DEV Community

Cover image for pytest-aitest: Unit Tests Can't Test Your MCP Server. AI Can.
Stefan Broenner
Stefan Broenner

Posted on

pytest-aitest: Unit Tests Can't Test Your MCP Server. AI Can.

I Learned This the Hard Way

I built two MCP servers — Excel MCP Server and Windows MCP Server. Both had solid test suites. Both broke the moment a real LLM tried to use them.

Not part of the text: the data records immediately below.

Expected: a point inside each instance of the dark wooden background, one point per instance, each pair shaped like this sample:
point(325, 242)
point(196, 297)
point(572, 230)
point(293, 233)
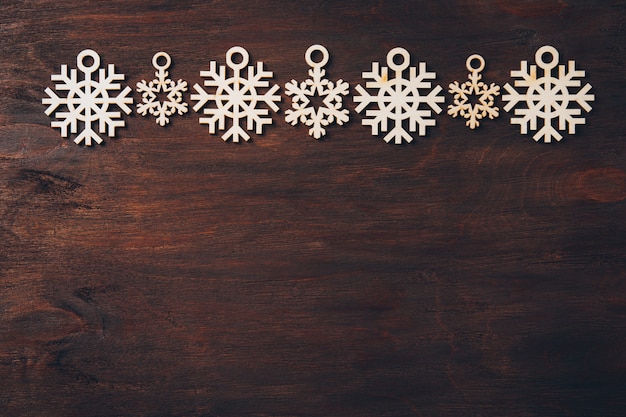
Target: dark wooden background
point(167, 273)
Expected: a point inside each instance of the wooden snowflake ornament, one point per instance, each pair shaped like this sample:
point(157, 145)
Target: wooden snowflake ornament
point(89, 100)
point(476, 89)
point(407, 103)
point(236, 98)
point(150, 91)
point(303, 110)
point(548, 97)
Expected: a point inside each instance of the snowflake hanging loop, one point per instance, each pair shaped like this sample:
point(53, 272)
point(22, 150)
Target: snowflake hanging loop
point(548, 97)
point(87, 101)
point(161, 84)
point(474, 87)
point(399, 99)
point(236, 98)
point(303, 110)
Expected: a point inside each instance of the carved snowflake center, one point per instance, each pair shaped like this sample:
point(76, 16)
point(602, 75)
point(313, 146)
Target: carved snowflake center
point(547, 96)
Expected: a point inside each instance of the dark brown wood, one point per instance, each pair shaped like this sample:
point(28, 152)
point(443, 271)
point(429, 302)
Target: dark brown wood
point(167, 273)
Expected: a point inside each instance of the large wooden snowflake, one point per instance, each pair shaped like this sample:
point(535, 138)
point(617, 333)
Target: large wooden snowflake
point(399, 99)
point(235, 98)
point(88, 101)
point(548, 98)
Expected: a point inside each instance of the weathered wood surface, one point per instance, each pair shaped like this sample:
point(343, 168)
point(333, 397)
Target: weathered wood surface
point(167, 273)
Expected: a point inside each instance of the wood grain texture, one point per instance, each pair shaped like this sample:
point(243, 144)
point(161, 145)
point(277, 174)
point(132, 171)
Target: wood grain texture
point(167, 273)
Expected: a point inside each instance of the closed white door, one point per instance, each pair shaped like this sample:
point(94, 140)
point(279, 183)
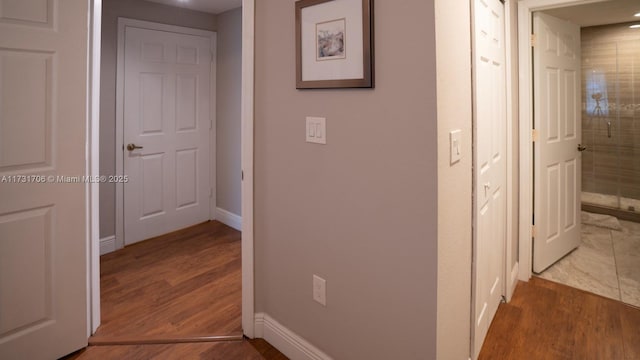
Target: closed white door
point(43, 227)
point(489, 163)
point(167, 126)
point(557, 121)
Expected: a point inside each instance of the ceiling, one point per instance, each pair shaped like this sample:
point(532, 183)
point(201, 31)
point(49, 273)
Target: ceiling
point(600, 13)
point(210, 6)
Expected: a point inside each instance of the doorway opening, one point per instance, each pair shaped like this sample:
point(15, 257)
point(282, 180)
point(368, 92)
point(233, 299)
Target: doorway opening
point(605, 261)
point(243, 115)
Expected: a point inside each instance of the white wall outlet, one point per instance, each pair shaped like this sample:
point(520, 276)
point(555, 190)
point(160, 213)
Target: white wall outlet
point(455, 145)
point(320, 290)
point(316, 130)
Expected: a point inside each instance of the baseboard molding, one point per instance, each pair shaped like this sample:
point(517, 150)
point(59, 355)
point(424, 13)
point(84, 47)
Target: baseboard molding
point(107, 245)
point(513, 280)
point(514, 273)
point(229, 218)
point(285, 340)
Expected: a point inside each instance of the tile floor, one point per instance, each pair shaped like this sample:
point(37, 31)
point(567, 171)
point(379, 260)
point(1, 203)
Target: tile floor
point(607, 262)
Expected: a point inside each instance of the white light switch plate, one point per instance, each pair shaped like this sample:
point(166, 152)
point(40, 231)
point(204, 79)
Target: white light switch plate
point(316, 130)
point(455, 145)
point(320, 290)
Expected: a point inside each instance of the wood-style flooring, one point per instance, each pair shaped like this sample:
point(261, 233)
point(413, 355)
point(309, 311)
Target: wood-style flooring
point(257, 349)
point(186, 283)
point(547, 320)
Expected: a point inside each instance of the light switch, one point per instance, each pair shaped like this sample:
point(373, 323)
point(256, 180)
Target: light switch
point(316, 130)
point(455, 146)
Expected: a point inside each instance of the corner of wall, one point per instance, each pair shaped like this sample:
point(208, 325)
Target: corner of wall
point(453, 24)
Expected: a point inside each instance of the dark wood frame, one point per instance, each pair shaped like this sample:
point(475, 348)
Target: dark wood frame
point(367, 35)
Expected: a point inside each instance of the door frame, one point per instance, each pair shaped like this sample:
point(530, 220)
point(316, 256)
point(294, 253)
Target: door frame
point(526, 8)
point(93, 156)
point(124, 22)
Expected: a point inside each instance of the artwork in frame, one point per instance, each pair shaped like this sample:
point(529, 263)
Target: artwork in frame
point(334, 44)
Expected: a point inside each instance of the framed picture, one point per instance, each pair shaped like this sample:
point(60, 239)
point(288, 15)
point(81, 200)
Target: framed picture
point(334, 44)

I spent weeks doing manual testing with GitHub Copilot. Open a chat, type a prompt, watch the LLM pick the wrong tool, tweak the description, try again. Sometimes the design was fundamentally broken and I spent weeks on a wild goose chase before realizing the whole approach needed rethinking.

The failure modes were always the same:

  • The LLM picks the wrong tool out of 15 similar-sounding options
  • It passes {"account_id": "checking"} when the parameter is account
  • It ignores the system prompt entirely
  • It asks the user "Would you like me to do that?" instead of just doing it

Why? Because I tested the code, not the AI interface.

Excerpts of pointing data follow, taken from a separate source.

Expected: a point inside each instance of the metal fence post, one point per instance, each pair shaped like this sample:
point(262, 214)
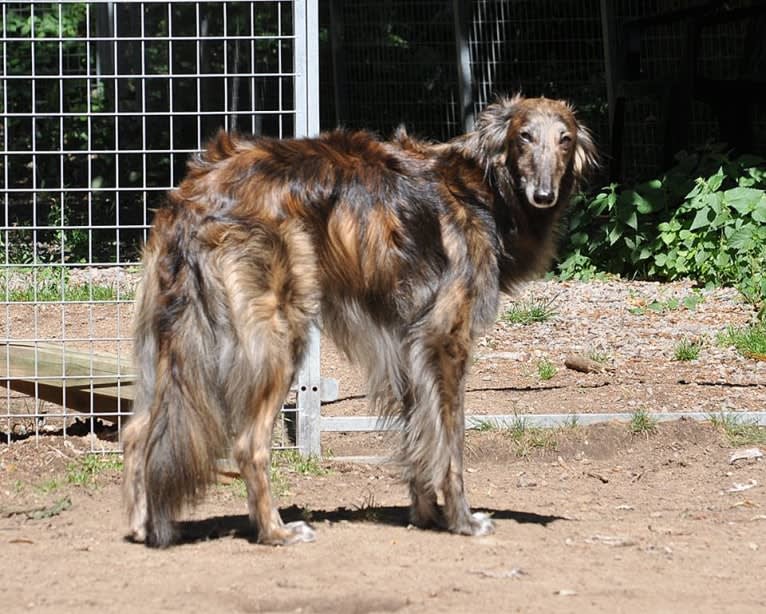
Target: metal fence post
point(306, 20)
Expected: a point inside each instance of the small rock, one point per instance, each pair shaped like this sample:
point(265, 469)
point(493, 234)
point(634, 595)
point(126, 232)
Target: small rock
point(745, 454)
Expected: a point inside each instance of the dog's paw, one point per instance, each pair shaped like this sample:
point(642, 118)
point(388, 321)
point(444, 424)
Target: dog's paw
point(476, 525)
point(136, 535)
point(481, 524)
point(300, 532)
point(291, 533)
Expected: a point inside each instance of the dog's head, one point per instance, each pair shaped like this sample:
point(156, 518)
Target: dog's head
point(538, 145)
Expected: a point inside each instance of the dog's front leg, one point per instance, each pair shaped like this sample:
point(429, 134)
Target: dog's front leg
point(435, 424)
point(253, 454)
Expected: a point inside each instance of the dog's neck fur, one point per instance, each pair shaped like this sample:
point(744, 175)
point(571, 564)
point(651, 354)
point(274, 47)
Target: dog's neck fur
point(527, 234)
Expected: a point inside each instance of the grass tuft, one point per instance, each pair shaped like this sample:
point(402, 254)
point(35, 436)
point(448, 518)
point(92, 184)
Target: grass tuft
point(530, 311)
point(739, 431)
point(687, 350)
point(750, 341)
point(642, 422)
point(546, 370)
point(85, 471)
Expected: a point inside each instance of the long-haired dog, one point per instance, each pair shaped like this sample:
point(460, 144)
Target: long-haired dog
point(398, 250)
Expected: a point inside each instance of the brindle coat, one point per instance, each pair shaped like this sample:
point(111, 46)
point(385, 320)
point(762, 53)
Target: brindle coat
point(397, 249)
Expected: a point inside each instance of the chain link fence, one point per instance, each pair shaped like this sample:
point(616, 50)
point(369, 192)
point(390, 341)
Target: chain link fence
point(101, 104)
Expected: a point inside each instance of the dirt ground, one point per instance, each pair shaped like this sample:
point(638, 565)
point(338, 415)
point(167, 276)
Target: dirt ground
point(588, 518)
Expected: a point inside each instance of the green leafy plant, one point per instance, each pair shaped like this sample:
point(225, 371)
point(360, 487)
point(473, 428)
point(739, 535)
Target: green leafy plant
point(704, 219)
point(687, 349)
point(85, 470)
point(739, 431)
point(546, 370)
point(642, 422)
point(750, 340)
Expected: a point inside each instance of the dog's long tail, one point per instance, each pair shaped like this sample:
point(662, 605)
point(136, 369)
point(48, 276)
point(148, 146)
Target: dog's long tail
point(179, 405)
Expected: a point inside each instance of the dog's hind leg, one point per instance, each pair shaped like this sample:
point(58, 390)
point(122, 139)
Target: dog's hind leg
point(252, 451)
point(272, 301)
point(134, 485)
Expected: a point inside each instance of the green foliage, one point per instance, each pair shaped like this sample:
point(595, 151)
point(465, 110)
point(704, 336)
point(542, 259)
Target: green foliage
point(85, 470)
point(642, 422)
point(687, 349)
point(703, 219)
point(739, 431)
point(50, 284)
point(546, 370)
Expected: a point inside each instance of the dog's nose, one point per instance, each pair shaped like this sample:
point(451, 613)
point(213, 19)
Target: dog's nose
point(544, 197)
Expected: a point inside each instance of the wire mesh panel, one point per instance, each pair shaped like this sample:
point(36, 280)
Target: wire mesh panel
point(101, 103)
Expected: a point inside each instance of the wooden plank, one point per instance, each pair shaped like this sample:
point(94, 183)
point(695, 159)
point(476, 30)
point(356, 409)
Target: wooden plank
point(83, 381)
point(87, 382)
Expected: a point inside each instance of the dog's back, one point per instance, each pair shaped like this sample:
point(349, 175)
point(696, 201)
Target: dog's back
point(402, 248)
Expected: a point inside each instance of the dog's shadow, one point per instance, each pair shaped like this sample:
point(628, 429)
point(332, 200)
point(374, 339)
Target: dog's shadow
point(238, 526)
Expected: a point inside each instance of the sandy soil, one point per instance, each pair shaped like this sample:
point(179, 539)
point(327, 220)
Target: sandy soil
point(589, 519)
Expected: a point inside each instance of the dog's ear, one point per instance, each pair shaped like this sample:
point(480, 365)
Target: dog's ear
point(492, 126)
point(586, 154)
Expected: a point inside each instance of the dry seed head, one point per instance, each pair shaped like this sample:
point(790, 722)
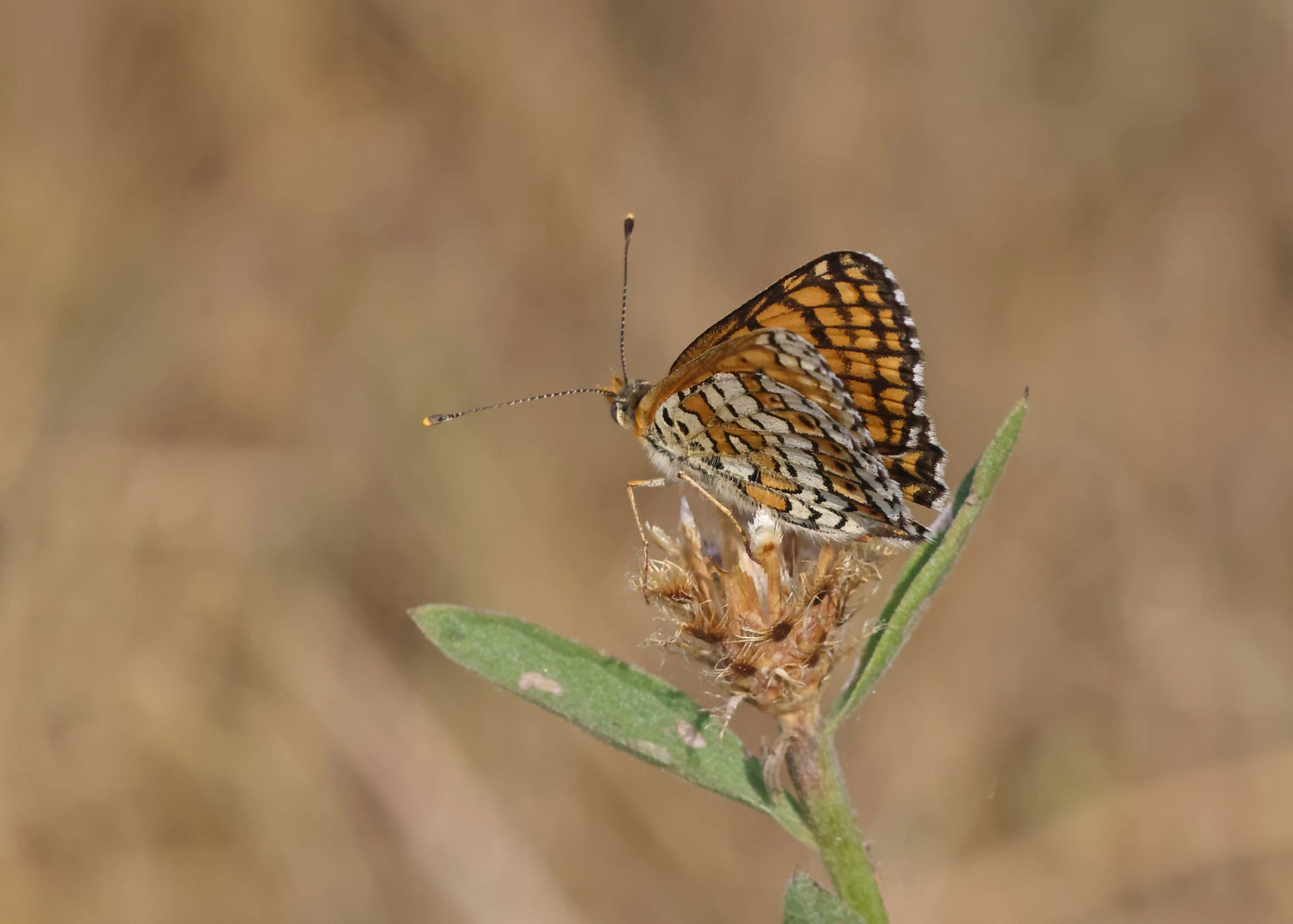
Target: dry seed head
point(766, 623)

For LLMs, your API isn't functions and types — it's tool descriptions, parameter schemas, and system prompts. That's what the model actually reads. No compiler catches a bad tool description. No unit test validates that an LLM will pick the right tool. And if you also inject Agent Skills — do they actually help? Or make things worse? Do LLMs really behave the way you think they will?

(No. They don't.)

So I built pytest-aitest, heavily inspired by agent-benchmark by Dmytro Mykhaliev.

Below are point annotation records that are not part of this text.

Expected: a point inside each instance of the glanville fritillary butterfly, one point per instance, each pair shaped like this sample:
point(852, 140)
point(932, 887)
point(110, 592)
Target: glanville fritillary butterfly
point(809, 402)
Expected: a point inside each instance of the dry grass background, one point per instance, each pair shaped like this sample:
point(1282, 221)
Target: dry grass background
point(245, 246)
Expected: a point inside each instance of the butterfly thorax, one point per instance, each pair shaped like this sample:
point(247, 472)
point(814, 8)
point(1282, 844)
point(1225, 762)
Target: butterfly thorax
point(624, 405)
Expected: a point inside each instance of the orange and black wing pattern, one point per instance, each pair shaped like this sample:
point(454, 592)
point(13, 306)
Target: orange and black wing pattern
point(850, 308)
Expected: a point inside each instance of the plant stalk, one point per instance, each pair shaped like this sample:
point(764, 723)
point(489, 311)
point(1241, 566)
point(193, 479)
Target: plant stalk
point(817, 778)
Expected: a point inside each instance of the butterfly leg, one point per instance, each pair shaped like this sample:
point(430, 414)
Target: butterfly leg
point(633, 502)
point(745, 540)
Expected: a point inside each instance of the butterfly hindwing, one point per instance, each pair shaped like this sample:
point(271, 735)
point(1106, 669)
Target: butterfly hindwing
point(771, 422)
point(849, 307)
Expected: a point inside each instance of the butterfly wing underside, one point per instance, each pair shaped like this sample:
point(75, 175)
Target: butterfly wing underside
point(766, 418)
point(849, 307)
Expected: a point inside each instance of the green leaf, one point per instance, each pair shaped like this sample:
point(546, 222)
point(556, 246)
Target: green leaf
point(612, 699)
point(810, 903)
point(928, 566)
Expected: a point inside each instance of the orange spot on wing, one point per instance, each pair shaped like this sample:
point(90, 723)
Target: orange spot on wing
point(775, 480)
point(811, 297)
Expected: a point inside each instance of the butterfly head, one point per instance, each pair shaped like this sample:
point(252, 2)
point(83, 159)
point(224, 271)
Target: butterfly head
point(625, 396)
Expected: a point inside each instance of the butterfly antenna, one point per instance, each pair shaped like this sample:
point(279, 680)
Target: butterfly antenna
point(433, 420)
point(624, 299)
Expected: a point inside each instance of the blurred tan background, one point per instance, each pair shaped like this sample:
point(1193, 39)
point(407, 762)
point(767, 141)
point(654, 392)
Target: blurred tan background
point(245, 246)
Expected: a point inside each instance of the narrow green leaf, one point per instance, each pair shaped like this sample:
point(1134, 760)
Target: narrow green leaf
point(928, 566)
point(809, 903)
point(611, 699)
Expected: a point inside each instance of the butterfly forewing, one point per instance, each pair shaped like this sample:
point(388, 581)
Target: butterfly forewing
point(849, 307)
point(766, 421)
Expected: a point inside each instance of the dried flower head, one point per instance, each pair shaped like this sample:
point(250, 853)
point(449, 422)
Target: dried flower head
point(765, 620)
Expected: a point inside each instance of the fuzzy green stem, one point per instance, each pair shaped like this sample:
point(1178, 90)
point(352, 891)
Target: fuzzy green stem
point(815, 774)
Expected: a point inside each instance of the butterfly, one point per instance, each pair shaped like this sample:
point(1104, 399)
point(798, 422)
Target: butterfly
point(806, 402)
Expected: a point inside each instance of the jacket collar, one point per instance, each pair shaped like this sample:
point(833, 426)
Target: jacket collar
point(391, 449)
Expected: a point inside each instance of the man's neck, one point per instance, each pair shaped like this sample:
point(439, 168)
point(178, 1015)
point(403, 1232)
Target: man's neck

It's a pytest plugin — uv add pytest-aitest and you're done. No new CLI, no new syntax. Works with your existing fixtures, markers, and CI/CD pipelines.

Write Tests as Prompts

Your test is a prompt. Write what a user would say. Let the LLM figure out how to use your tools. Assert on what happened.

from pytest_aitest import Agent, Provider, MCPServer

async def test_balance_query(aitest_run):
    agent = Agent(
        provider=Provider(model="azure/gpt-5-mini"),
        mcp_servers=[MCPServer(command=["python", "-m", "my_banking_server"])],
    )

    result = await aitest_run(agent, "What's my checking balance?")

    assert result.success
    assert result.tool_was_called("get_balance")
Enter fullscreen mode Exit fullscreen mode

If this fails, the problem isn't your code — it's your tool description. The LLM couldn't figure out which tool to call or what parameters to pass. Fix the description, run again. This is TDD for AI interfaces.

The Red/Green/Refactor Cycle — For Tool Descriptions

🔴 Red: Write a failing test

async def test_transfer(aitest_run):
    result = await aitest_run(agent, "Move $200 from checking to savings")
    assert result.tool_was_called("transfer")
Enter fullscreen mode Exit fullscreen mode

The LLM reads your tool descriptions, gets confused, calls the wrong thing. Test fails.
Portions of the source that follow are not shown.